The traditional land management systems of the Karuk and Yurok Tribes include forest-grown foods, such as acorns, pine nuts, huckleberries, hazelnuts, raspberries, deer, elk and mushrooms, as well as salmon and eels that require cool, spring-fed water. While these foods are still present, they are scarce compared to historic levels. This year, for example, there may not be enough acorns for annual ceremonies.
Traditional land management systems incorporated a range of burns at different intensities and frequencies, as well as a variety of pruning, gathering and hunting techniques.
“We’ve been given clear instructions for caring for our relations; the earth, fire, water, the sky,” said Lisa Hillman, Karuk Tribe’s Food Security Coordinator. “These are rules to which we as a People must adhere in order to maintain the balance necessary to ‘fix the world’ each year.”
It is important to note that the Tribes manage these forests as a cultural and spiritual responsibility to their homeland, its plants, animals and people, and their Creator. Thus, their traditional management systems intend to enhance plant and animal populations for future generations rather than exploit these precious natural resources for personal economic gain.
This is one example of how many American Indian and Islander communities manage complex systems to meet their physical, cultural and spiritual needs.
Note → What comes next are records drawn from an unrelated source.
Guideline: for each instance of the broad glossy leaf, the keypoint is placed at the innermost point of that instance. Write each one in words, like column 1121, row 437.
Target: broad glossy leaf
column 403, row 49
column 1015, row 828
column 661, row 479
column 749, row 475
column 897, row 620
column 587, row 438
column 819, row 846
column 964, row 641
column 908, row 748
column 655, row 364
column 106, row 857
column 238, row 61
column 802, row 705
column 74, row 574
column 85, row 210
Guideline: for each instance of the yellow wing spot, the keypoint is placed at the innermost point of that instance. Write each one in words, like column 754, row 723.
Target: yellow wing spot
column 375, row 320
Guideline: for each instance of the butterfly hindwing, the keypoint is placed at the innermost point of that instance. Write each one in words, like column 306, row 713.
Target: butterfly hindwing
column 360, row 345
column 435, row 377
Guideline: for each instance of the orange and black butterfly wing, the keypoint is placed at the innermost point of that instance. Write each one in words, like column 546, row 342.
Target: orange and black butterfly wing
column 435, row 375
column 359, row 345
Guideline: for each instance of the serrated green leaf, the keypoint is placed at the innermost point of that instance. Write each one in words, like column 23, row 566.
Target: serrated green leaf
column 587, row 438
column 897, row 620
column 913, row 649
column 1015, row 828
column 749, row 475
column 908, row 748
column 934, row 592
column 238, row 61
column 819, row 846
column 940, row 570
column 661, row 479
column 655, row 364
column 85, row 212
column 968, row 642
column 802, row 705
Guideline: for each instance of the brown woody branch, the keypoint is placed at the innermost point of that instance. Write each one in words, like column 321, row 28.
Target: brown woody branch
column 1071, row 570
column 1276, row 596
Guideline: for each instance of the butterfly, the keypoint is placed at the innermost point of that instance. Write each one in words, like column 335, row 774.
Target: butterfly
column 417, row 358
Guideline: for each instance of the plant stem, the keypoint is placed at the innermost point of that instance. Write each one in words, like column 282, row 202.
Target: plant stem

Indigenous, traditional ecological knowledge comprises a much broader set of practices than agroforestry, but can improve and inform agroforestry practices and land management both on and off of tribal lands.
Traditional ecological knowledge, also called native knowledge, can be defined as the knowledge, practices and beliefs about the relationship of living beings with one another and with their environment. It is connected to a place, people, culture, spiritual beliefs and responsibility to family and community for the future. This knowledge must be practiced and adapted to stay alive and current.
With the recent publication of an Agroforestry Note: Indigenous Traditional Ecological Knowledge in Agroforestry, the National Agroforestry Center intends to:
1. Acknowledge indigenous traditional ecological knowledge of agroforestry systems,
2. Express a desire to learn from tribal communities that are currently practicing agroforestry; and
3. Support others interested in practicing agroforestry.
This publication describes how some indigenous communities are applying traditional ecological knowledge in their agroforestry systems. Many agroforestry practitioners are learning from these complex systems.